El Baile de la Victoria dura 5 minutos. Cinco minutos espléndidos. Los cinco minutos que cierran el nudo de la trama, a falta de veinte minutos para el final de la película. Sobre el escenario de un gran teatro, una chica se dispone a bailar. Su cara, sin ser el rostro de la belleza típica y tópica a la que nos tiene acostumbrado el cine, es preciosa. Concentrando toda su pasión en unos labios tentadores y una mirada que busca la inspiración en su pasado, empieza a mover los pies al son de la música.
El misterio de la escena se multiplica cuando miramos al público del teatro. Todos están embelesados con el baile de ella, Victoria (Miranda Bodenhofer). Hay un joven que la mira con los ojos del que suspira por otra oportunidad, enamorado. Hay un argentino con barba de dos días que intenta concentrar su atención en el resto de la sala, pero lo que ocurre sobre el escenario funciona como un imán que termina por centrarle. Un cubano se esconde tras la cortina. Una señora fuma en lo alto del graderío, orgullosa. Un hombre, incrédulo, toma cientos de notas en su libreta al compás de la música con la que cuatro violinistas subrayan los movimientos de la joven bailarina. Y hay una pistola.
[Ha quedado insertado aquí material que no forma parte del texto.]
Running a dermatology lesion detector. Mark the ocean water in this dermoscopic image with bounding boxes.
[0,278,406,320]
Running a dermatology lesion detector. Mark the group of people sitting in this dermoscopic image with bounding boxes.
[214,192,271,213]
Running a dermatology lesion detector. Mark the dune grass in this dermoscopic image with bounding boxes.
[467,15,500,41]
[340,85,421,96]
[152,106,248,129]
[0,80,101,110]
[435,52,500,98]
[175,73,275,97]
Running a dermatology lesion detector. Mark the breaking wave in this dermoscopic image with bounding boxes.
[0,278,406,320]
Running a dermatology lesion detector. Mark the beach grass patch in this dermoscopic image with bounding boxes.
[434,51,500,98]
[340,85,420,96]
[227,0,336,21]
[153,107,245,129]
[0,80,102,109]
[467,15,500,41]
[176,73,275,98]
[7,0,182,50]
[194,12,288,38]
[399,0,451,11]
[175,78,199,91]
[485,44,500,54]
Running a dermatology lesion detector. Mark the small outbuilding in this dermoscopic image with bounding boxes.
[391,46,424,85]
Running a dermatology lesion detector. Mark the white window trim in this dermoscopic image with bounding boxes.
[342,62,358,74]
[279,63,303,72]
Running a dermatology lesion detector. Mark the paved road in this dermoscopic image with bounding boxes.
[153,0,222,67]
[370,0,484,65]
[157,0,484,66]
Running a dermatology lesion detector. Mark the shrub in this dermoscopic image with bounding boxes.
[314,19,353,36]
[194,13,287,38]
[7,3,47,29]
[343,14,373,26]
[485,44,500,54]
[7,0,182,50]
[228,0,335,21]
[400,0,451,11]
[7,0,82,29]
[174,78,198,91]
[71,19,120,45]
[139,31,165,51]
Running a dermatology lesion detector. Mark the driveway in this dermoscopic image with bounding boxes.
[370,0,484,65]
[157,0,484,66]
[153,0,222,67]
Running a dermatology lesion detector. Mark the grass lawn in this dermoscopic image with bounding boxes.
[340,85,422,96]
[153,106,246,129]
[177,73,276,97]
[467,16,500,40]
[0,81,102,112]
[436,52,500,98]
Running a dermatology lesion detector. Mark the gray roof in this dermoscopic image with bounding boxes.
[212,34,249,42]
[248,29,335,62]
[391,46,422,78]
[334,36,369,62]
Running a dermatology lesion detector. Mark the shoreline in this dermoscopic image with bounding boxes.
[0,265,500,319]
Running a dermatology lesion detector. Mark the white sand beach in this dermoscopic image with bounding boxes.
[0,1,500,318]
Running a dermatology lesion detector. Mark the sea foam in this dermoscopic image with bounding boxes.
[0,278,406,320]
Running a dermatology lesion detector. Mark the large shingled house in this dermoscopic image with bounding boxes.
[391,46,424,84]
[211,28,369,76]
Esos cinco minutos, aislados por completo del resto de la película, funcionan como una honrosa candidata a los Oscars. Son cinco minutos de tensiones, de preguntas, de belleza y arte. Te descolocan, te hacen preguntarte quiénes son, cómo llegaron allí… ¿Por qué baila Victoria? Y sin una sola línea de diálogo; sólo música. Sin embargo, el resto, todo lo que rodea a ese momento, son pastiches. Estopa. Paja que emborrona el resultado, pese al más que evidente interés de su director, Fernando Trueba, por conseguir imágenes poéticas, diálogos memorables y metáforas a caballo.
El baile de la Victoria es una pena. Es un cúmulo de intenciones para convertirse en una gran historia. Un quiero y no puedo que llega a esclavizarnos a escenas encadenadas con pinzas. A encontronazos excesivamente fortuitos entre los protagonistas y a pequeños dramas inconexos que no consiguen nuestra empatía. La historia de Ricardo Darín y Abel Amaya -Amaya, por cierto, más cercano al Chapulín Colorado que a cualquier otra cosa-, dos ladrones en busca del gran golpe, termina por darnos igual. Trueba no lo consigue, excepto en cinco minutos de gloria.